Sampling Convex Regions with Hit-and-Run

In many applications, sampling some convex region is a subproblem that needs to be done repeatedly, such as Monte-Carlo integration. This post will talk about hit-and-run sampling and apologies, but this will be a code-heavy post. Hit-and-run sampling is a straightforward algorithm where we take a point in the region, pick a random direction, then pick a new point on the line defined by that direction and point inside the region. This region does not need to be defined by linear constraints, such as a circle or an ellipse. Or even some combination of linear and nonlinear constraints. This post talks about the general convex case. There are much faster ways to sample with hit-and-run if you have information on the structure of the region, e.g. polytopic, elliptical, etc.


def hit_and_run(is_inside, x_0, n_steps:int = 10):
  
  for i in range(n_steps):
    #generate a random direction
    random_direc = random_direction(x_0.size)
    
    #find the extend in the direction of the random direction and the opposite direction 
    extent_forward = extent(is_inside, direc, x_0)
    extent_backward = extent(is_inside, direc, x_0)
    
    #sample the feasible line that we have just found
    if numpy.random.rand(1) < extend_forward / (extend_forward + extend_backward):
      x_0 = numpy.random.rand(1)*extend_forward*random_direc + x_0
    else:
      x_0 = -numpy.random.rand(1)*extent_backward*random_direc + x_0
      
  return x_0

One of the most critical subproblem in hit-and-run sampling is finding how far we can go in a direction before we hit a boundary. This can be done with the following approach. Here we are doing an exponential search in our random direction to find a bracket for your the farthest we can go. We then do a binary search on this bracketed distance. This process works for any convex shape.

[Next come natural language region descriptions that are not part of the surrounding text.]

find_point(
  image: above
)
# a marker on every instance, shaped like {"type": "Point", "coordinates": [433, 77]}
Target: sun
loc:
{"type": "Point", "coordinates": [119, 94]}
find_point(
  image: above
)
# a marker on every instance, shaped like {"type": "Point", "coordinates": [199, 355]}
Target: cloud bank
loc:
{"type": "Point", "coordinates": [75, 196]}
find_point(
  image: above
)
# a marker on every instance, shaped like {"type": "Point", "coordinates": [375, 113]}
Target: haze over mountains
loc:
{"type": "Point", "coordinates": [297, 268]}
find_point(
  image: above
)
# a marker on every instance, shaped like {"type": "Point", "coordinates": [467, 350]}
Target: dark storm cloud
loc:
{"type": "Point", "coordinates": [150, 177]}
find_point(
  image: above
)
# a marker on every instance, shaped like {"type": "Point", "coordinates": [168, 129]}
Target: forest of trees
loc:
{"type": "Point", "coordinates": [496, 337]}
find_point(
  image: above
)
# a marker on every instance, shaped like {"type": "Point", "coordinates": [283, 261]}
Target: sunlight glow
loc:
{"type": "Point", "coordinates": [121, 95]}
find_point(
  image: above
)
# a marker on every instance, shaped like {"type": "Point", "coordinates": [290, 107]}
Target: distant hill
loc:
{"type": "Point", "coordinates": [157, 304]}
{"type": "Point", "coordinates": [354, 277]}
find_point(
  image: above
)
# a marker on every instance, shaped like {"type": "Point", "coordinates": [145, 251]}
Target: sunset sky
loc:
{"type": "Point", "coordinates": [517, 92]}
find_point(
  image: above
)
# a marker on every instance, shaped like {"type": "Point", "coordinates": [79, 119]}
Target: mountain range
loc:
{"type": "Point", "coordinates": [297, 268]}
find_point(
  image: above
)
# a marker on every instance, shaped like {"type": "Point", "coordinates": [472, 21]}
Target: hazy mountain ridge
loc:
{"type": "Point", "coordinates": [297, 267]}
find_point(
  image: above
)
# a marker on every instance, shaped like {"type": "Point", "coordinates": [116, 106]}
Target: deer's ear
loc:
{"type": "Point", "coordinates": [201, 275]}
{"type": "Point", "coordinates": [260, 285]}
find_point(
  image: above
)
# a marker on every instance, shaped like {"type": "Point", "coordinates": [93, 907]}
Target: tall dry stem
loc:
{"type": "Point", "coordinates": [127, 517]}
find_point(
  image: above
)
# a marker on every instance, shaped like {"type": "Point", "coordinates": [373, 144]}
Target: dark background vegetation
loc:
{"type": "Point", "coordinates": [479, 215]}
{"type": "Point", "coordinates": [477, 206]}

def extent(is_inside, d:numpy.ndarray, x:numpy.ndarray):
  
  #exponential search initialization
  dist = 1e-15
  
  while is_inside(dist*d + x):
    dist = 2*dist
  
  # We have a bracket for where the firthest extent we can go is [0.5*dist, dist]
  # start bisecting here
  low = 0.5*dist
  mid = 0.5*(high + low)
  high = dist
  
  while high - low > 1e-15:
    
    mid = 0.5*(high + low)
    
    if is_inside(mid*d + x):
      low = mid
    else:
      high = mid
  
  return mid

While this works, the performance is relatively slow. We can compile python with the Numba package to get a performance boost. We can also use Numba to parallelize this for use with the use of prange. My laptop has 4 cores so that we can see excellent scaling performance. Overall using Numba made this sampling procedure ~175 times faster. This can make the difference between something taking 1 month or 4 hours.

hit_and_run w/o Numba           -> 87.7 ms per sample
hit_and_run with Numba          -> 2.0 ms per sample
hit_and_run with Numba + prange -> 0.5 ms per sample

Code Appendix


def random_direction(n:int):
  vec = numpy.random.rand(n).reshape(n,-1)
  return vec / numpy.linalg.norm(vec, 2)

@numba.njit
def hit_and_run_parallel(is_inside, x_0, num_samples, n_steps:int = 10):
  
  samples = numpy.zeros((num_samples, x_0.size))
  
  for i in prange(num_samples):
    samples[i] = hit_and_run(is_inside, x_0, n_steps).T
  
  return samples